Invest time into the project. Do not underestimate the importance of a thorough (and interesting!) project proposal. Proposal write-ups that are vague or are incomplete will not be accepted. Put in consistent and weekly effort into the project. Rehearse and polish your presentation, and make sure your final report is well-written and conveys its ideas clearly.

Reach out for success and be proactive. There are no explicit office hours for this course. Email and schedule a time to meet with the instructor to discuss the course, the project, etc.

University students often encounter setbacks from time to time that can impact academic performance. Discuss your situation with your instructor or an academic advisor. Learn about how you can plan for success at: www.students.ubc.ca. For help addressing mental or physical health concerns, including seeing a UBC counselor or doctor, visit: https://students.ubc.ca/health-wellness

Academic honesty and collaboration guidelines

The department has a detailed policy regarding collaboration and plagiarism. You must familiarize yourself with this policy.

Paper responses. Paper responses must be written individually. You are free to discuss the readings with other students, but write your responses on your own. Cite and attribute points from discussions with other students or external sources that you have read in your response.

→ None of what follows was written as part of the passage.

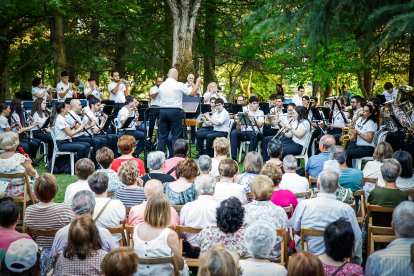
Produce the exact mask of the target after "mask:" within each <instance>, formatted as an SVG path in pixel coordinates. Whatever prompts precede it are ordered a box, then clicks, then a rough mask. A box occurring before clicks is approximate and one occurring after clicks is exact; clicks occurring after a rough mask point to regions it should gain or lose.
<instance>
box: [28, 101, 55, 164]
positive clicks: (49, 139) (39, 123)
mask: <svg viewBox="0 0 414 276" xmlns="http://www.w3.org/2000/svg"><path fill="white" fill-rule="evenodd" d="M30 113H31V116H32V118H33V120H34V123H35V124H36V126H35V127H34V128H32V133H33V137H34V138H36V139H39V140H40V141H42V142H44V143H47V150H48V154H47V157H48V160H50V159H51V158H52V156H53V150H54V145H53V140H52V135H50V129H49V128H44V129H43V131H42V130H40V128H41V127H42V126H43V125H44V123H45V122H46V120H47V118H49V114H48V113H47V112H46V101H45V100H44V99H43V98H40V99H36V100H35V101H34V103H33V106H32V110H31V111H30Z"/></svg>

Assignments. You can talk with other students about the assignments. You cannot look at each other's code and you cannot share code. You can use Google and other resources to find code examples, but you should not rely on these directly by copy and pasting: you must implement your own solution from scratch. You can use standard Go libraries (as long as they don't directly solve the assignment for you); you cannot use any external libraries that are not distributed with Go.

If you do discuss the assignment with someone or use external resources (e.g., a StackOverflow question) then you must cite and attribute your sources in a README distributed with your assignment (or in body of email with your solution). Stating the source is insufficient: you should explain what was discussed/found and how you have used this information in your assignment solution.

Projects. The policy for project is more liberal than for assignments: you are free to use any code you find in your project (e.g., you can use external libraries that are not distributed with Go). However, a non-trivial fraction of functionality in your prototype must be constructed by your team. As with assignments, cite and attribute sources of the code that you borrow/utilize in your project.